Anne Burkholder was 20 when she and a friend lit out for India on what she thought would be her last, best and greatest opportunity for adventure before they would settle down and do what they'd been brought up to do.

It didn't turn out that way. They spent 10 months in India, where Burkholder learned about Mahatma Gandhi, whose teachings she reveres to this day. In fact, a statue of Gandhi graces the entrance to the new Center for Families at the Salt Lake City YWCA, which Burkholder has led since 2000.

Past and future have merged for Burkholder, who now is looking toward a renewal of the YWCA's core mission: social change and justice in the world, achieved through developing women's leadership abilities.
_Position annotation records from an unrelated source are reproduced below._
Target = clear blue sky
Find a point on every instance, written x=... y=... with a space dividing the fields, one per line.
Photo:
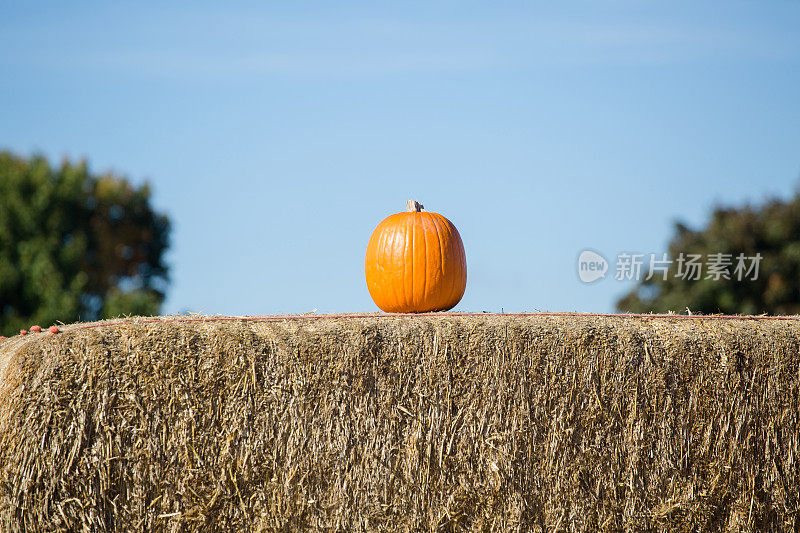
x=276 y=136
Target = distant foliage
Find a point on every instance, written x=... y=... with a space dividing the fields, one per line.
x=76 y=246
x=771 y=230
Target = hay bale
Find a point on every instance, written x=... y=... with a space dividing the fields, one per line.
x=487 y=422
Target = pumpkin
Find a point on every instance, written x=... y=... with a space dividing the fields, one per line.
x=415 y=262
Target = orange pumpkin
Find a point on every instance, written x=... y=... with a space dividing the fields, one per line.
x=415 y=262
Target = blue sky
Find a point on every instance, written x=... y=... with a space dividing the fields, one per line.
x=277 y=136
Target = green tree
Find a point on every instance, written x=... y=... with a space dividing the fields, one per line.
x=76 y=246
x=771 y=230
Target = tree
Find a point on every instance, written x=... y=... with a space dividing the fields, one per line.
x=76 y=246
x=771 y=230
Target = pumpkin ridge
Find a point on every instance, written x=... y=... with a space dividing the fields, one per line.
x=425 y=255
x=386 y=257
x=441 y=243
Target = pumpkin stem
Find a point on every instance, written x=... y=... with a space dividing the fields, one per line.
x=412 y=206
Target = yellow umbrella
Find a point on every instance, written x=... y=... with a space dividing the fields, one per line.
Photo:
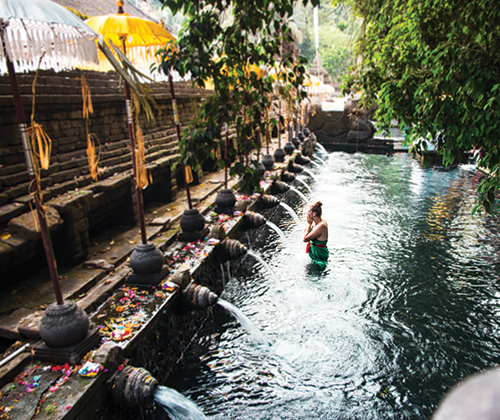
x=247 y=70
x=140 y=38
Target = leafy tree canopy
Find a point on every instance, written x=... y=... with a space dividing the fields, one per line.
x=227 y=43
x=434 y=66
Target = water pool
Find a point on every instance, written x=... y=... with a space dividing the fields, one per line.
x=407 y=307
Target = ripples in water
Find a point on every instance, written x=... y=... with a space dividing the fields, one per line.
x=407 y=307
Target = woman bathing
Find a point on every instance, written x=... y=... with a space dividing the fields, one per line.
x=316 y=235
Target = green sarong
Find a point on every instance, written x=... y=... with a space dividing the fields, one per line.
x=318 y=251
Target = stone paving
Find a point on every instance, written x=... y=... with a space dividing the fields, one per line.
x=90 y=284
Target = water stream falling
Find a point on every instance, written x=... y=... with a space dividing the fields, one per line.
x=256 y=334
x=321 y=147
x=317 y=159
x=304 y=183
x=223 y=275
x=177 y=405
x=291 y=212
x=299 y=193
x=265 y=264
x=280 y=233
x=316 y=164
x=308 y=172
x=407 y=307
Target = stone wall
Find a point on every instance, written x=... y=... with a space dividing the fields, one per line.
x=85 y=206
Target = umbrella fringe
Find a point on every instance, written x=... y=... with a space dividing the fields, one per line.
x=92 y=139
x=131 y=76
x=65 y=46
x=140 y=157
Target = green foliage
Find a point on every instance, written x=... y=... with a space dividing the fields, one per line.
x=337 y=30
x=227 y=44
x=434 y=66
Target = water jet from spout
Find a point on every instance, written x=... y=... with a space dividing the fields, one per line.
x=256 y=335
x=266 y=265
x=177 y=405
x=290 y=211
x=305 y=184
x=308 y=172
x=296 y=191
x=280 y=233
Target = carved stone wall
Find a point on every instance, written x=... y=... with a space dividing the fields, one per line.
x=85 y=206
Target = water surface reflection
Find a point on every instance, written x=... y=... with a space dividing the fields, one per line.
x=407 y=307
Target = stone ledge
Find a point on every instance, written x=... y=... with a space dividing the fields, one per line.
x=11 y=210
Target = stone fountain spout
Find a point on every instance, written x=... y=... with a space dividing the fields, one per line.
x=132 y=387
x=201 y=296
x=230 y=249
x=253 y=220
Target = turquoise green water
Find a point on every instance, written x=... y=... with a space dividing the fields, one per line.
x=407 y=307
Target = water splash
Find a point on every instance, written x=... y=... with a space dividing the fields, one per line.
x=266 y=265
x=316 y=164
x=279 y=232
x=256 y=334
x=291 y=211
x=316 y=158
x=321 y=147
x=304 y=183
x=228 y=268
x=299 y=193
x=308 y=172
x=223 y=278
x=177 y=405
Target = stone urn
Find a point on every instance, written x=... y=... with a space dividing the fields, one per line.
x=132 y=387
x=279 y=155
x=63 y=325
x=146 y=259
x=225 y=200
x=287 y=176
x=192 y=221
x=261 y=170
x=289 y=147
x=268 y=162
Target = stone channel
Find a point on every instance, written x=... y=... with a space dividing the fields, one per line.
x=149 y=327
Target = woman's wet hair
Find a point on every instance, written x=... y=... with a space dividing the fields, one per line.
x=316 y=208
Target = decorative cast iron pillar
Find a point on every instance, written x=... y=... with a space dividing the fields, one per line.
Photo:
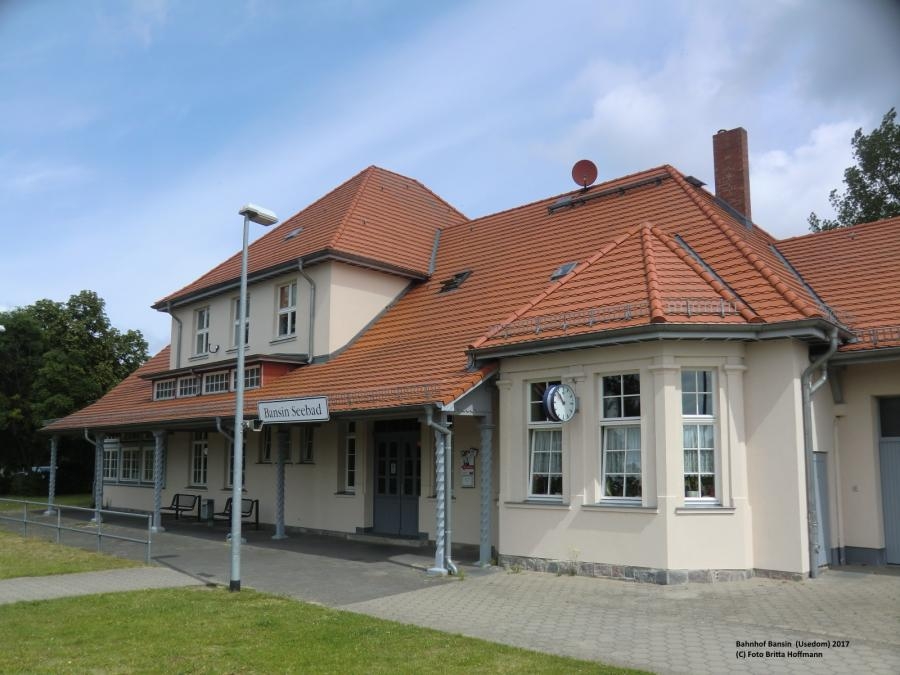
x=487 y=489
x=159 y=448
x=98 y=476
x=283 y=440
x=51 y=494
x=440 y=506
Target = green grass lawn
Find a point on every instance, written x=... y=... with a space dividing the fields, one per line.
x=26 y=557
x=202 y=630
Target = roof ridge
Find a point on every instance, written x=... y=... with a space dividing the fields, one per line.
x=657 y=315
x=764 y=270
x=536 y=202
x=554 y=287
x=427 y=189
x=749 y=315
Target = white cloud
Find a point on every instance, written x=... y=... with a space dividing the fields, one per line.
x=786 y=184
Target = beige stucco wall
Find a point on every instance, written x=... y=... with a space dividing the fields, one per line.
x=774 y=427
x=662 y=532
x=355 y=297
x=347 y=298
x=857 y=471
x=314 y=495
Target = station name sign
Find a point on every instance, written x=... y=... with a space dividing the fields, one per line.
x=283 y=411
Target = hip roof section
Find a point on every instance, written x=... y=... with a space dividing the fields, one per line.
x=378 y=216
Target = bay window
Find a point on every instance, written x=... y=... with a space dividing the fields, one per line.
x=621 y=437
x=545 y=479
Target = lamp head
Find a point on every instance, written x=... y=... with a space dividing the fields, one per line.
x=258 y=215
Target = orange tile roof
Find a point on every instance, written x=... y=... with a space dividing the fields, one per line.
x=628 y=242
x=377 y=215
x=854 y=270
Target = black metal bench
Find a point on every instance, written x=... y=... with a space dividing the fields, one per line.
x=249 y=511
x=183 y=503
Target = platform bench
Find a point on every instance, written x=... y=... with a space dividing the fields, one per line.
x=249 y=511
x=183 y=503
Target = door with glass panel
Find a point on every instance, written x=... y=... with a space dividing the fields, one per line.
x=397 y=478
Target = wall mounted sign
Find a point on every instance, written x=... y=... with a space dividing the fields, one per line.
x=292 y=410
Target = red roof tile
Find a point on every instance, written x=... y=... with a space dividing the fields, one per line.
x=416 y=353
x=377 y=215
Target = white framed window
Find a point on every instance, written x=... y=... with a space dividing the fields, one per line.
x=111 y=459
x=229 y=479
x=307 y=455
x=164 y=389
x=350 y=458
x=236 y=317
x=201 y=331
x=199 y=458
x=131 y=463
x=545 y=480
x=188 y=386
x=214 y=383
x=699 y=435
x=620 y=435
x=287 y=309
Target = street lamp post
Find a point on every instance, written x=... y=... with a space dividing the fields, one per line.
x=264 y=217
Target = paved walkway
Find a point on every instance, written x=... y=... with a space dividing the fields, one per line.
x=698 y=628
x=88 y=583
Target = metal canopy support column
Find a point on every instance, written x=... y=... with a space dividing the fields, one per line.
x=283 y=439
x=487 y=489
x=440 y=557
x=51 y=494
x=98 y=475
x=159 y=448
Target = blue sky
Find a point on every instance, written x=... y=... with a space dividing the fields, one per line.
x=132 y=132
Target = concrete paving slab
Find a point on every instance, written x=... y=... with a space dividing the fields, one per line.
x=23 y=589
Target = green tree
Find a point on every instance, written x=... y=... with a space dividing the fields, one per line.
x=873 y=185
x=54 y=359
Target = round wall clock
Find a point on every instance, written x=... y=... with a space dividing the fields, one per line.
x=560 y=402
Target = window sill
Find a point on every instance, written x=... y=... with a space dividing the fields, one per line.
x=709 y=509
x=621 y=508
x=558 y=505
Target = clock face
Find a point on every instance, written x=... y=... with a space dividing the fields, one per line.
x=560 y=402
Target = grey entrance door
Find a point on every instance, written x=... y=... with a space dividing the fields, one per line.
x=397 y=477
x=821 y=470
x=889 y=447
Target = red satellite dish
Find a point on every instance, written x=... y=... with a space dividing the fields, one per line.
x=584 y=172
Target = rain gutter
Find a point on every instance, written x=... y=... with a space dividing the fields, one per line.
x=809 y=387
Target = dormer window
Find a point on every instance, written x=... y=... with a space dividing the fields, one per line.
x=201 y=328
x=287 y=309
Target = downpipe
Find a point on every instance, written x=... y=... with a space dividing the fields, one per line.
x=808 y=388
x=443 y=540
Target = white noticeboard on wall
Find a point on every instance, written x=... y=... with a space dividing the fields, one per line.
x=292 y=410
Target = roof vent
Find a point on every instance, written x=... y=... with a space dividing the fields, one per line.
x=562 y=270
x=455 y=281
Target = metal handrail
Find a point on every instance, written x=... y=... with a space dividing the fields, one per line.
x=57 y=509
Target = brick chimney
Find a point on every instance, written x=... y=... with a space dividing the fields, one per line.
x=732 y=169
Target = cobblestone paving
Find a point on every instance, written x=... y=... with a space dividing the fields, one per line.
x=693 y=628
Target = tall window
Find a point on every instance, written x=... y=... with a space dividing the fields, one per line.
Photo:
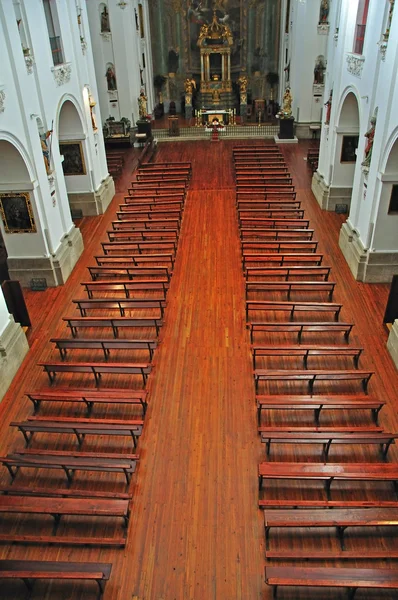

She comes to the work with a history of nonprofit experience and master's degrees in divinity, philosophy and ethics. She grew up in Boise in a family whose Christian values emphasized an active social conscience.

And she was involved in the YWCA there, learning that the world "wasn't how it should be, but I should be a part of helping it to be the way it should be. And that involved those grand concepts of peace, justice, freedom and dignity."

For decades, Salt Lake's YWCA has been a haven for women and children victimized by domestic violence. At present, some 250 women and children live in secure residences; Burkholder estimates 170 of them are children, most 8 and younger. All have a child advocate, educational assistance and a host of other services.

The cruelty of violence, both physical and mental, is apparent in all of them, Burkholder says.

"You're a mother and you're in a relationship where your husband tells you that you can't do anything right and you're a terrible parent. And you hear that and hear that and hear that," she says. "Or you're told that you're ugly, or you're told you're not smart. And that's long before there may be any physical issues."

Meantime, children are seeing and hearing that abuse and may also be abused. "They may be protective of their mother, or they may feel really angry with her … and unable to live life as a child," Burkholder says.

Meantime, neuroscientists have found evidence that their developing brains can be affected. "Even children who are a few months old are going to be different from a child in a home where this is going on," she says.

Again, that's where the YWCA and its many partners come in. The women and children there get protection and care from entities ranging from the Salt Lake Police Department's domestic violence unit to the Children's Center just down the street.

"On our side of the pathway, what we try to do is surround them with as much love and attention as we can, so they can experience life in a different way," Burkholder says.

Still, now that the YWCA's continuum of care is largely complete, she looks toward the last phase of a 16-year strategic plan that will take it to 2020 — the 100th anniversary of the 19th Amendment that granted American women the right to vote.

Burkholder sees the YWCA welcoming all women for initiatives such as Real Women Vote conferences and the Young Women's Leadership Summit. She sees the YWCA doing more state and national advocacy and public policy work. She'd love to find some seed money for a full-time public policy analyst whose focus would be on women and families and expanding the YWCA's credibility on issues.

On the political front, the YWCA is "inclusive of all women and all political beliefs," Burkholder says. Given the dearth of women in elected office — about 16 percent to 17 percent in the Utah Legislature and the U.S. Congress — "at the very least, we need representation proportional to our population, and that means a full 50 percent in all elected offices at every level of government," she says.

Well, Burkholder and her colleagues have moved mountains to bring the Utah YWCA to its present capacity. There's no reason not to believe they'll one day achieve their core aspiration: eliminating racism, empowering women and promoting peace, justice, freedom and dignity for all.